La vida está llena de símbolos; los símbolos son un signo, imagen o concepto que representa una idea más allá de las palabras. Cuando vemos una cruz, sabemos que nos referimos al cristianismo; una bandera, a una nación; y una silla vacía, la ausencia o el abandono de una responsabilidad. Si usted presenció el jueves pasado la ceremonia inaugural del Campeonato Mundial de Futbol, debió de haberle extrañado ver un asiento sin ocupante.
Sí, el sitio de Claudia Sheinbaum junto al presidente de la FIFA, Gianni Infantino, permaneció desocupado. Obviamente, la niña que fue designada para asistir con el boleto de la Presidenta no fue considerada seriamente y Salma Hayek -no sabemos a título de quién- leyó un mensaje. Ante el pánico escénico que invadió a la titular del Poder Ejecutivo, abandonó su lugar, prefiriendo acudir a una unidad deportiva arropada por sus incondicionales que cumplir públicamente con su responsabilidad, siendo suplantada por una actriz que vive en París y no tiene ni la legitimidad ni los méritos para representar al pueblo y su Gobierno. Por cierto, en el colmo de la hipocresía, la noche anterior a la inauguración del Campeonato, la Presidenta ofreció a las autoridades de la FIFA una recepción en el Castillo de Chapultepec que hubiese hecho sonrojar al mismísimo Maximiliano de Habsburgo.
Del mismo modo, el diferimiento en la solución de múltiples reclamos por la violencia, inseguridad y las demandas de madres buscadoras, familiares de niños con cáncer, agricultores, transportistas, los agitadores de la CNTE y un largo etcétera, han dado visibilidad a una serie de problemas sin resolver que desbordaron la agenda de la titular del poder ejecutivo, mostrándonos ante el mundo como un pueblo violento y levantisco, incapaz de solventar sus conflictos civilizadamente.
El ejercicio del cargo entraña grandes privilegios y no pocas angustias. Hay que ser valiente y tener templanza. Lo que vimos la semana pasada fue la abdicación de la señora Sheinbaum al cargo de Presidenta. Eso y no otra cosa representa abandonar la silla.
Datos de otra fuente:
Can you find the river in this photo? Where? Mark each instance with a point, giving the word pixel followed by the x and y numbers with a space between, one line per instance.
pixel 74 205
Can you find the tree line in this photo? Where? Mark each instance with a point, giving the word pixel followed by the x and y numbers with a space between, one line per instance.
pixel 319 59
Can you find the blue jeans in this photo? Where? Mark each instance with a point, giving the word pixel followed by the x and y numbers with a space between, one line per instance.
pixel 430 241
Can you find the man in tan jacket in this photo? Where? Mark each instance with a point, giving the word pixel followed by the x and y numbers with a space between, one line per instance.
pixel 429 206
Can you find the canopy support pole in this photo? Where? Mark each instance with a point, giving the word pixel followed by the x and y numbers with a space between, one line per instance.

Renunció a representar al pueblo de México ante la mayor audiencia televisiva de la historia universal.
Afortunadamente, los mexicanos, sin calificativos tendenciosos, demostraron, una vez más, que están por encima de su gobierno y que, al margen de la problemática que nos envuelve, tenemos la capacidad para resolver nuestras contradicciones a la vez que exigir nuestros derechos y disfrutar la victoria de nuestra Selección Nacional. Esa es la gran enseñanza que hasta estos momentos ha dejado el Mundial. ¡Viva México!